Было без четверти четыре. Он снял с руки часы и положил их на стол рядом с перчатками, брошенными раньше.
— В семнадцать тридцать, — сказал он, — я должен быть уже в Сан-Витторе.
Джузеппе-Мария подмигнул человечку:
— Видишь, в чем вопрос? — Потом он взглянул на Пипино: — Правосудие имеет право и поспешить.
Пипино, однако, сумел сказать, чего он не хочет. Он не хочет брать на себя ответственность за передачу людей в руки карательного взвода. Эту ответственность несет трибунал. А разве он трибунал? Никакой он не трибунал.
Джузеппе-Мария сказал:
— И ты все еще утверждаешь, что не горячишься?

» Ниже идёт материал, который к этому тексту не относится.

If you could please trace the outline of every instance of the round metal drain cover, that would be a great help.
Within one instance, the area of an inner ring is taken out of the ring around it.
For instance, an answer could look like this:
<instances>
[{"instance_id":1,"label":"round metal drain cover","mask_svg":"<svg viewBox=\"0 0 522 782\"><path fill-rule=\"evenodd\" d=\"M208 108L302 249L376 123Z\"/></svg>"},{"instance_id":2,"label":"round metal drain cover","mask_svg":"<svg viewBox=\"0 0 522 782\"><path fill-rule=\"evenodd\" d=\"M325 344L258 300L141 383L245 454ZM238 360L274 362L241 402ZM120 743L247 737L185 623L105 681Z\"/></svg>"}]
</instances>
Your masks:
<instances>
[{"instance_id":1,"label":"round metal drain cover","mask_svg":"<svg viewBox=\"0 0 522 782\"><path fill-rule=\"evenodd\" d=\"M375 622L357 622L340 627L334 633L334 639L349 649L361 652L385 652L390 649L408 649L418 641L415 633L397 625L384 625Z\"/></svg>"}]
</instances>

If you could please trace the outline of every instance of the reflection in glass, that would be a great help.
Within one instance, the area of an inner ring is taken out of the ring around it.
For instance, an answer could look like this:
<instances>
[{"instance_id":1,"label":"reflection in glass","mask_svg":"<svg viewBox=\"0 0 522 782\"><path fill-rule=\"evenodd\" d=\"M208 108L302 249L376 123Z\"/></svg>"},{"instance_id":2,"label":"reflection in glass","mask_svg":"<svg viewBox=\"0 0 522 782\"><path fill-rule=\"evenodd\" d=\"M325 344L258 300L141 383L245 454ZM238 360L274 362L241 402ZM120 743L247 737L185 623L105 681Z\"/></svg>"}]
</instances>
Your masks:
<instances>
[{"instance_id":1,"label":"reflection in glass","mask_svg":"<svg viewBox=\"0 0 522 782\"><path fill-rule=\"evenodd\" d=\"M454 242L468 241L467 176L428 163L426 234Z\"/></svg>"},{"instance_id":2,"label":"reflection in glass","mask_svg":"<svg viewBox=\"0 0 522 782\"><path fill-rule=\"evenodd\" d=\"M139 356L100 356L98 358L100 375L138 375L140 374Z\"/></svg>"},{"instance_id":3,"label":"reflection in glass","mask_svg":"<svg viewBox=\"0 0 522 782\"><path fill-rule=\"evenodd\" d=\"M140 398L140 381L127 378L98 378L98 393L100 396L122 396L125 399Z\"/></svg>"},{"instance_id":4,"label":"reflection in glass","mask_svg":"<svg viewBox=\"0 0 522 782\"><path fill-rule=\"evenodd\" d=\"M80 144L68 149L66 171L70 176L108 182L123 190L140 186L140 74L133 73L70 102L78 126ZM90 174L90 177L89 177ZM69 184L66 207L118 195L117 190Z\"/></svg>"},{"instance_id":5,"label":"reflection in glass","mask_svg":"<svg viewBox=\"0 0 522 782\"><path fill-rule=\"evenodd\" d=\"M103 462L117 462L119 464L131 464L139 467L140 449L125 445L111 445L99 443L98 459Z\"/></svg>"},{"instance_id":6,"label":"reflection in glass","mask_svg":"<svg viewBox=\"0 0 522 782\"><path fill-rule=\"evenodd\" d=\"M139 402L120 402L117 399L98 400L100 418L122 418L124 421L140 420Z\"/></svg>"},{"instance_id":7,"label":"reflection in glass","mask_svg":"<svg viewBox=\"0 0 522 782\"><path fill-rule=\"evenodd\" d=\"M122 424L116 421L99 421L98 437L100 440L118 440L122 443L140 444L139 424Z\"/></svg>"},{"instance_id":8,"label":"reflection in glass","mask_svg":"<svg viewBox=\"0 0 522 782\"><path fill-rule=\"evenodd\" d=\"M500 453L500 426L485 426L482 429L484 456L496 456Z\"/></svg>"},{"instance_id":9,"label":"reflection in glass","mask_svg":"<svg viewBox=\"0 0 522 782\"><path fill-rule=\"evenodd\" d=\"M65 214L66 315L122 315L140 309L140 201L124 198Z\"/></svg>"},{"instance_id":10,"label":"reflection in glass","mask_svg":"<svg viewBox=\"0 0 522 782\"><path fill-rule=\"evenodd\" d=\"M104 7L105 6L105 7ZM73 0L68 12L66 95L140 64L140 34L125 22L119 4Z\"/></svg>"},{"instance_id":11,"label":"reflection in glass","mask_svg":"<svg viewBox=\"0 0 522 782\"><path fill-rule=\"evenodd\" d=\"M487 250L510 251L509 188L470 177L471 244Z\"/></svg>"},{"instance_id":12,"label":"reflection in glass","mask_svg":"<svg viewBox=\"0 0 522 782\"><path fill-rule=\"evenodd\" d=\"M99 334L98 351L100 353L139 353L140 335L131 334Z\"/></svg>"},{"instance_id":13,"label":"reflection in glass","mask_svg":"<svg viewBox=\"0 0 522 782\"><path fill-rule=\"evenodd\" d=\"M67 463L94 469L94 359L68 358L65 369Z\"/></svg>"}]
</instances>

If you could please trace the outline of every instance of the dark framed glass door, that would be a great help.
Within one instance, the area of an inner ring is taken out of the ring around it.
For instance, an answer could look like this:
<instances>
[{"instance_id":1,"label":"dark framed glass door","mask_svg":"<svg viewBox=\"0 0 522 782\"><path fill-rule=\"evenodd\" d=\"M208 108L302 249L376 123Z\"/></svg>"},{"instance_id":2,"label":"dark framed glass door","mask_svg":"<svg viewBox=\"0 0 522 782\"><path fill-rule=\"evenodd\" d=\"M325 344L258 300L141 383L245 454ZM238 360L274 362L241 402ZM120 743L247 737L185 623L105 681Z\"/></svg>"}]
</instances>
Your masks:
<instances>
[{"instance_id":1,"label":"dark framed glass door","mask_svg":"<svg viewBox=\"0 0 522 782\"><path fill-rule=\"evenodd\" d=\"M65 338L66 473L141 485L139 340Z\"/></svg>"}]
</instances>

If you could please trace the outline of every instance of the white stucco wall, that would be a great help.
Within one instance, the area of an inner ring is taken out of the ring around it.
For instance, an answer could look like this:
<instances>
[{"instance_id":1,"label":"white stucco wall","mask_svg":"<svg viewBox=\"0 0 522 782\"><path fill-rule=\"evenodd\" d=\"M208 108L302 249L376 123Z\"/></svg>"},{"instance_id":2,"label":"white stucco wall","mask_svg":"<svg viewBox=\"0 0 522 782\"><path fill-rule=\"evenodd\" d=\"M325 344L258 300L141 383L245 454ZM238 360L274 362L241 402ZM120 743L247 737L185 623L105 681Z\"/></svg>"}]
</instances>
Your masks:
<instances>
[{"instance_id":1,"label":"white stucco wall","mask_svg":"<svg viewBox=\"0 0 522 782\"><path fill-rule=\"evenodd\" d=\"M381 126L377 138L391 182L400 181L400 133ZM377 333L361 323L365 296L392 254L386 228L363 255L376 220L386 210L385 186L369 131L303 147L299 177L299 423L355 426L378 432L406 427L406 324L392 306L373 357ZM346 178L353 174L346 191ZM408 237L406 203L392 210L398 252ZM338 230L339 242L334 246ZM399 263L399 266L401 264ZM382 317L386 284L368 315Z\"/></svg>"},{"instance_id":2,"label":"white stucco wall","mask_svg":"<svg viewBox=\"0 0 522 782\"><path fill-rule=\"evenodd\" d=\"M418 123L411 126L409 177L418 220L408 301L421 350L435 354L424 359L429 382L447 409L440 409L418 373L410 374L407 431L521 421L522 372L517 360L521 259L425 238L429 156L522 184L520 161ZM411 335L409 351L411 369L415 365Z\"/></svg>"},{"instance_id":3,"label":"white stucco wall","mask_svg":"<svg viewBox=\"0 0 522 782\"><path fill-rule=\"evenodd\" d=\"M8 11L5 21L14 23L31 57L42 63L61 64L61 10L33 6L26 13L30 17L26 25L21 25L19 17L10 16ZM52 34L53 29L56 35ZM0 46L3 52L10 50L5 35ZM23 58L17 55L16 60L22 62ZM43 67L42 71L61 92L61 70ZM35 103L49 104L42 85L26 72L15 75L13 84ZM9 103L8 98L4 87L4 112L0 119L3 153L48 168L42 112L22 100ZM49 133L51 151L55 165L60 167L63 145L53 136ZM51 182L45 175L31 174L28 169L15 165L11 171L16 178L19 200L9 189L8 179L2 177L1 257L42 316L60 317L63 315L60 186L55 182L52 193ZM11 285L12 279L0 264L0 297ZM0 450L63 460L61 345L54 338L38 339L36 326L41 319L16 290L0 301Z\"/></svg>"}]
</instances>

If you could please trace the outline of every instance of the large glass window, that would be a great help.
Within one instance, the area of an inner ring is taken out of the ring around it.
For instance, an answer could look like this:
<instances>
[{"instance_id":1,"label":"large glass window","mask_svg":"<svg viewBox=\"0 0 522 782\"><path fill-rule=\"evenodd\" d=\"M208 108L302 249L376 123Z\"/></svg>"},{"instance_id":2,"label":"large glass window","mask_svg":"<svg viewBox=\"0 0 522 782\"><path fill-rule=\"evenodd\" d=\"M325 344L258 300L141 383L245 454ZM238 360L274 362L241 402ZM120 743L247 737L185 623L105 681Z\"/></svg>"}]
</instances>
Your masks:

— Ничего я не утверждаю, — крикнул Пипино. — И совсем не горячусь.
В пять минут пятого он уже не знал, что говорить, и в сердцах крикнул человечку:
— А вы, вы почему ничего не скажете?
Джузеппе-Мария успокоил его, заявив, что незачем выдавать самых важных заключенных.
— Как так? — воскликнул Пипино.
— Они у тебя не спрашивают о личностях, — сказал Джузеппе-Мария. — Они просят у тебя столько-то голов, больше ничего.
— Можно выдать им рабочих?
— Разумеется. Мы можем дать им одних рабочих.
Эта идея — передать в руки карательного взвода одних рабочих — показалась Пипино весьма ободряющей, чуть ли не спасительной. Человечек тоже, видимо, нашел ее весьма ценной. Все-таки наименьшее из зол. Он заботливо высморкал длинный нос. Джузеппе-Мария засмеялся. Согласие было достигнуто.
LXXVIII
— Половину мы возьмем из забастовщиков, — сказал капитан Клемм, — половину из политических.
— Займитесь этим вы с комиссаром, — сказал Пипино. — Только сами, только сами! — Потом он добавил: — И не смейте мне трогать интеллигентов!
— У Пипино слабость к интеллигенции, — сказал Джузеппе-Мария.
— Я хотел сказать, людей свободных профессий.
— У Пипино слабость к свободным профессиям.
— Любую слабость можно понять, — сказал Клемм.
— Дело не в этом, — сказал Пипино. — Но когда тронешь кого-нибудь более или менее известного — держись! Разговоров не оберешься.
— Пипино всегда боится разговоров.
— Я не говорю, что боюсь. Я только говорю, что не хочу лишних историй. Пусть со свободными профессиями имеют дело трибуналы.
Было четверть пятого. Клемм продиктовал человечку декларацию о принятии партии заложников, которую ему предстояло подписать. Продиктовал цифру: сто десять.
— Сто десять? — переспросил человечек, оторвавшись от бумаги. — Почему сто десять?
— Значит, — сказал Джузеппе-Мария, — немцев было одиннадцать.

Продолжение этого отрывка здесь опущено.